My daughter Keira was diagnosed with Leber’s Congenital Amaurosis (LCA) around the age of one; she is now 19 months old.
We first realized something wasn’t right when she was just six weeks old, when she wasn’t looking at me or following objects or focusing on anything. Also, her eyes would shake (nystagmus). She saw her first eye doctor at eight weeks old. I was devastated, thinking my daughter was blind! The doctor said she didn’t appear to be seeing the way we would expect, but her eye exam looked normal.
We went to John Hopkins for a second opinion. There, we were told she just had nystagmus, but would see just fine– and to follow up at six months. The direction of her nystagmus changed, and they ordered an MRI. That revealed a very mild chiari malformation, and a couple days later, we were in a neurosurgeon’s office scheduling surgery.

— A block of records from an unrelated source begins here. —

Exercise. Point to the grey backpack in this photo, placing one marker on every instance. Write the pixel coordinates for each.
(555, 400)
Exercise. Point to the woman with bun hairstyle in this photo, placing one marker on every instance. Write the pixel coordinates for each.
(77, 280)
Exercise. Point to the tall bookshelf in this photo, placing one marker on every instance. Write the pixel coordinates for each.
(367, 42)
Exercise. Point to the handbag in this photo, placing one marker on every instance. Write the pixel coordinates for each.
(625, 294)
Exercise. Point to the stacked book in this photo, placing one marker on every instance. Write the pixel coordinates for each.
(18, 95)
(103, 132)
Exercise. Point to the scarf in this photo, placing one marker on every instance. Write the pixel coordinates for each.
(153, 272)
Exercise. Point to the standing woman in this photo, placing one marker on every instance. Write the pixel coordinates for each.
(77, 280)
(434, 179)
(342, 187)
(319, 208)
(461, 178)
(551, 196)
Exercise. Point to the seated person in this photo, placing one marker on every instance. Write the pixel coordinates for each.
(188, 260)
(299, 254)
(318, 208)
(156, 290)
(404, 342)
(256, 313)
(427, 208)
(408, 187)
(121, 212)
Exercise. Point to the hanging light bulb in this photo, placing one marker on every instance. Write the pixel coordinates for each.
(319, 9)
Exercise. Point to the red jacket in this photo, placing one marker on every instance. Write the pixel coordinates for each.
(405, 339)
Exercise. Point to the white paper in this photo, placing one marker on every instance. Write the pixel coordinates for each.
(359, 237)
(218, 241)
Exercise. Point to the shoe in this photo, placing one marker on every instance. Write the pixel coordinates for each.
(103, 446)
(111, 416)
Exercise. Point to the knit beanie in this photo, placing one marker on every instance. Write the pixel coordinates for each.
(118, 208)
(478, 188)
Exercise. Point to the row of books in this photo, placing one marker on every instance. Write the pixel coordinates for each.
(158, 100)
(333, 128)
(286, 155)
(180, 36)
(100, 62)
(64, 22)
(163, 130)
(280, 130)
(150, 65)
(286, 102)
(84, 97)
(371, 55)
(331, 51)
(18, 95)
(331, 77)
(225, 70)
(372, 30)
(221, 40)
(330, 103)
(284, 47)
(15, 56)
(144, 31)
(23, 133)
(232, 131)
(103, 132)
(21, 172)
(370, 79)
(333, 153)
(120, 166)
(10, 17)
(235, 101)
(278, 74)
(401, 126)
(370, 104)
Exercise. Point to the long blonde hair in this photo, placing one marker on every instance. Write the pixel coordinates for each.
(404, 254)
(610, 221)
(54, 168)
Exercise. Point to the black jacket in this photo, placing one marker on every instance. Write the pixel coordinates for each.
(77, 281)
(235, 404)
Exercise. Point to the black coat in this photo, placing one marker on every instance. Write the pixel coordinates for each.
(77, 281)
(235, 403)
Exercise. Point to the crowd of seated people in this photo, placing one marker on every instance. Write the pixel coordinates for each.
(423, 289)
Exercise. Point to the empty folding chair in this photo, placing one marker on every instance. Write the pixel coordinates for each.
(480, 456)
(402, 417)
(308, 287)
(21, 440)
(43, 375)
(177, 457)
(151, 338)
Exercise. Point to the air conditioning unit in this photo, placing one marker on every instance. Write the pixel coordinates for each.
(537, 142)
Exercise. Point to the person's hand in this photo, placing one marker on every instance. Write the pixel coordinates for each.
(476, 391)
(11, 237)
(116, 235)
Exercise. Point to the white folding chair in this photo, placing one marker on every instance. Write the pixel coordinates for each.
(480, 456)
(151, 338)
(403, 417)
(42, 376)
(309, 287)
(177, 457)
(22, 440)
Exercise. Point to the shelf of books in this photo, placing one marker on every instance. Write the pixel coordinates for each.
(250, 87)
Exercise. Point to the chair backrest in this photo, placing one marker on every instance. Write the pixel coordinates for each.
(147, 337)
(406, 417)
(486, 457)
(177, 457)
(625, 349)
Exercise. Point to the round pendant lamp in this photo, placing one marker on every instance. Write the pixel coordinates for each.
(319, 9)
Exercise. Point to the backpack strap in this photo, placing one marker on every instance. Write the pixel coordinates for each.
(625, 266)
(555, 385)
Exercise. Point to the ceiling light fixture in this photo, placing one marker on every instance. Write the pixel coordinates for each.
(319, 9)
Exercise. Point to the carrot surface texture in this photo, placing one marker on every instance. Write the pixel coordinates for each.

He told us that surgery may not even be necessary, but he recommended it just in case it was the cause of her eye problems. So, on April 13, 2012, Keira had brain surgery to remove part of her skull. We now know that the surgery was unnecessary because her vision remained the same. On our next visit to the opthamologist I asked for a test called an ERG. However, she believed there was no need for further testing at this time– and she believed that Keira’s vision impairment was all from the chiari and would get better in time.
But I didn’t believe that. So I took her to a third doctor. This time, a neuro/opthamologist at a children’s hospital in DC. He immediately ordered some photos of her eyes and the ERG. Immediately, he had recognized the signs and symptoms of LCA.
The test did come back positive.
We finally had a diagnosis and are now waiting on results for genetic testing so that we can find a cure! Keira is delayed a bit, but is progressing well. We work with the infants and toddlers program and they are wonderful for early intervention. Keira is not completely blind. She does have some residual vision and is using it along with all her other senses. I have accepted the fact that she can not see well but am not ready to accept the fact that she could one day lose her remaining vision. I am hoping to learn, study and research more about her genetics so I can have hope for a cure!